Thomas Jefferson produced this famous statement in the
Declaration of Independence.
“We hold these truths to be
self-evident, that all men are created equal, that they are endowed by their
Creator with certain unalienable Rights, that among these are Life, Liberty and
the pursuit of Happiness.”
When he wrote it, and the other of our leaders approved
it, it meant something totally different than it does when read today. All countries must make decisions about who
is to be included as “equal” citizens.
Are people of different ethnicity, race, religion, and gender, to be
afforded the same rights and protections as the presumed “equal” citizens? Modern nations continue to struggle with
these issues today—perhaps none more than the United States.
When Jefferson wrote, the “men” who were created equal
included only white Anglo-Saxon males. Slavery
for black Africans and their descendents and the wholesale slaughter of Native
Americans were acceptable policies for peoples deemed “non-equal.” Those decisions, made then, continue to haunt
our nation to this day.
Several books have appeared recently that provide new insight
into why we have struggled so long with issues of race. They cover the period from Revolutionary
times through the current era. Let’s
start at the beginning.
Annette Gordon-Reed produced an article for The New York Review of Books titled The Captive Aliens Who Remain Our Shame. Her piece is a commentary on the issues
raised in a book by Robert Parkinson: The Common Cause: Creating Race and Nation in the American Revolution. She provides these comments as an introduction.

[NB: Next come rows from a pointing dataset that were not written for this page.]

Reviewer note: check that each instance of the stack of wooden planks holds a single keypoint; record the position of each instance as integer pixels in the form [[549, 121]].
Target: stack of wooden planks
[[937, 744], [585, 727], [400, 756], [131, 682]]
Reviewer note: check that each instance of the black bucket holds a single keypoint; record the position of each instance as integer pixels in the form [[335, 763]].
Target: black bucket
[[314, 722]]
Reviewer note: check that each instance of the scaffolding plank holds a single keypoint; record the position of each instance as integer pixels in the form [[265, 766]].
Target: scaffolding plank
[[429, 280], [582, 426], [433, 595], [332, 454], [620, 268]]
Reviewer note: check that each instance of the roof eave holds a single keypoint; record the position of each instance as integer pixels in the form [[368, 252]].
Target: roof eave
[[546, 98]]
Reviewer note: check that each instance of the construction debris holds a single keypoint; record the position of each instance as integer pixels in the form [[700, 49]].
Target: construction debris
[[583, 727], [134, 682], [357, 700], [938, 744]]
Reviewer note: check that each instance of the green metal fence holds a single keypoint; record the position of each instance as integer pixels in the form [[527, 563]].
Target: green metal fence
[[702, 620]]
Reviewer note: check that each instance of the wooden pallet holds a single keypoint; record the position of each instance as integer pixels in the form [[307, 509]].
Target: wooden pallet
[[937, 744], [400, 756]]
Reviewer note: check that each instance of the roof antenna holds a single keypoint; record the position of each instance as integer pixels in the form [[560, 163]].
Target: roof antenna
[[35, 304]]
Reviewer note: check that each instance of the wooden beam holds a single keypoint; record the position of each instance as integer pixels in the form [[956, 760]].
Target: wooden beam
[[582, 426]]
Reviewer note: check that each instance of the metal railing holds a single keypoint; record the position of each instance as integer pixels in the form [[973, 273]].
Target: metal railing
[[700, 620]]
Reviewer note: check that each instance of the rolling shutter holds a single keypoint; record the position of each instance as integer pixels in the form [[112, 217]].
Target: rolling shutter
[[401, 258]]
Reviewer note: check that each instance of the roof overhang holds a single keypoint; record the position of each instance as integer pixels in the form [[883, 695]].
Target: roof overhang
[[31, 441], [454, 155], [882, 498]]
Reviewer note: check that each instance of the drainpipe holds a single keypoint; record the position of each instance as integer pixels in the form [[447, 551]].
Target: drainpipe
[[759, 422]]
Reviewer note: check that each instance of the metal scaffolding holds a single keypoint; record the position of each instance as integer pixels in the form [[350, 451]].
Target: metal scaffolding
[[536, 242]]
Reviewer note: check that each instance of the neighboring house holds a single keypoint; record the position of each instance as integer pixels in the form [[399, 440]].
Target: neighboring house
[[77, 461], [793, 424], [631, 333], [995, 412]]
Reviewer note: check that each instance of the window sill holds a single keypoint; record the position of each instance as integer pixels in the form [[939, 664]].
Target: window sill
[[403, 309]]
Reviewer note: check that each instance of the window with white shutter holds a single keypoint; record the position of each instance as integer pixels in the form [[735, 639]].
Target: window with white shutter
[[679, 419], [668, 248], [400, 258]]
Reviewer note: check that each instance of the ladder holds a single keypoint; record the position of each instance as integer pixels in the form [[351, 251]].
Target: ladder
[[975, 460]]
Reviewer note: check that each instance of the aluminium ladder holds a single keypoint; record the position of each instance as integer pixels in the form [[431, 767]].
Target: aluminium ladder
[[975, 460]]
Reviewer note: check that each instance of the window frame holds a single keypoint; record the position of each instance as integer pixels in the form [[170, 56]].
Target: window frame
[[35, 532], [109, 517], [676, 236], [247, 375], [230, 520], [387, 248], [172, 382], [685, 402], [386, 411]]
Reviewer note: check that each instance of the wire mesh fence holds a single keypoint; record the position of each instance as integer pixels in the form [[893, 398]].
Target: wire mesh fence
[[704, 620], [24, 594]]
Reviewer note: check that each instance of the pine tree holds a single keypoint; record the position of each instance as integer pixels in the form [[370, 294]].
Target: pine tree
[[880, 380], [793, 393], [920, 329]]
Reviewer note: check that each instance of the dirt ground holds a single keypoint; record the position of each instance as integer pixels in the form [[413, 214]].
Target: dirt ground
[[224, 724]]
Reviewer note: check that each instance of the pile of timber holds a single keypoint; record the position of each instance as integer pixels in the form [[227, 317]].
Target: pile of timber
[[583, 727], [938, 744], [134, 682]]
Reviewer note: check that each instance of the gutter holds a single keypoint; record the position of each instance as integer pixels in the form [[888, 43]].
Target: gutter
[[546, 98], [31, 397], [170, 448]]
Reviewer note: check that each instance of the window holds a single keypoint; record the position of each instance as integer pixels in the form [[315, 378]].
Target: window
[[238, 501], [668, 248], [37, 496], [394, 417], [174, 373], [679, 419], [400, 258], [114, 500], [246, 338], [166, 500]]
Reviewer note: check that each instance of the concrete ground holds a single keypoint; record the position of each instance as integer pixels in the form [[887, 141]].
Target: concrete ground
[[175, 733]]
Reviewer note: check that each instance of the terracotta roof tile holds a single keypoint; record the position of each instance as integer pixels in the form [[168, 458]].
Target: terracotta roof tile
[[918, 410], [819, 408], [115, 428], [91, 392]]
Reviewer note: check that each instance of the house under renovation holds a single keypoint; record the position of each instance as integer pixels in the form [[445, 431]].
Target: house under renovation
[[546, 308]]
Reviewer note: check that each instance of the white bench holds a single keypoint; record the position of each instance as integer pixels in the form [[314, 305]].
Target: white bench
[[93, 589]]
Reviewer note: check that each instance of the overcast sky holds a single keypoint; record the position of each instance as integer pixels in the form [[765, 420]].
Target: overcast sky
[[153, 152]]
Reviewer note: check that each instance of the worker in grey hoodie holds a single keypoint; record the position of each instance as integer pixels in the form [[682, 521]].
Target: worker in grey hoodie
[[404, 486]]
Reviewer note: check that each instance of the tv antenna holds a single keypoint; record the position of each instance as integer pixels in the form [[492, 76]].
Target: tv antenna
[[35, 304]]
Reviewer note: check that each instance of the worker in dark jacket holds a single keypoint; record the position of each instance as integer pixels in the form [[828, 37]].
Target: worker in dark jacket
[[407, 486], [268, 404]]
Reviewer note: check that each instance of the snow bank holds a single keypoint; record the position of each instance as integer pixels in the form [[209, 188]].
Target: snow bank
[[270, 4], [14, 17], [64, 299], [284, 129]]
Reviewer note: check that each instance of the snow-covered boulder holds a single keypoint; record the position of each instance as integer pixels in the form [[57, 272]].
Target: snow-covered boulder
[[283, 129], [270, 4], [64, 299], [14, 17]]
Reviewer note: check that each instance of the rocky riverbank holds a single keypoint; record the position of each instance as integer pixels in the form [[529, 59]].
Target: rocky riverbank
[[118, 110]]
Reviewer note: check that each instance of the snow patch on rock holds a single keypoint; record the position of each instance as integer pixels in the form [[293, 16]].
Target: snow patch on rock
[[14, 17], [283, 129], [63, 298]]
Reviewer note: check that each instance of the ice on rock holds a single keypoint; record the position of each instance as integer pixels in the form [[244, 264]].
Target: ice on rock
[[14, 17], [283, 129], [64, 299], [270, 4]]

“….for decades now, much of the
historiography of the founding has presented a complex story, exploring the
many ways in which the Revolution, and the people who made it, fell far short
of sharing with all people the Spirit of 1776’s indictment of tyranny and calls
for liberty and equality. A good number of the most famous revolutionaries
enslaved people, and the ones who did not own slaves chose not to work actively
against the institution—even when they recognized that slavery was a great
injustice. Some of those same men, eager for westward expansion, talked of
removal of Indians whose land would then be taken by white settlers.”
“People who may have been
frustrated reading histories that failed to acknowledge how the past had worked
upon their ancestors—or avoided reading them at all—feel part of a searching
conversation. That inquiry almost invariably touches on the extent to which the
past influences the present on matters of race, for there is every reason to
believe that the basic contours of the country’s treacherous racial landscape
were fashioned early on in our history.”
Everyone is familiar with the formalization of slavery as
the law of the land in the Constitution of the United States and the many
generations of slavery and suppression that followed. What Parkinson has done is go back to an even
earlier time to illuminate decisions and actions taken by our leaders that
fomented fear and loathing of Africans slaves and Native Americans in order to
make political gains.
“Parkinson writes with authority
on military, political, social, and cultural history, reconstructing the story
of this critical period as it actually unfolded, with everything happening at
once. Instead of picking representative samples, he addresses what was
happening across the breadth of the colonies. This makes for a long book, but
scholars and readers interested in race and the Revolution will be grateful for
all the detail. The Common Cause lays
bare the patriots’ activities with such precision that it will be impossible to
think seriously about the American Revolutionary War—or the
revolutionaries—without reference to this book’s prodigious research, wholly
unsentimental perspective, and bracing analysis.”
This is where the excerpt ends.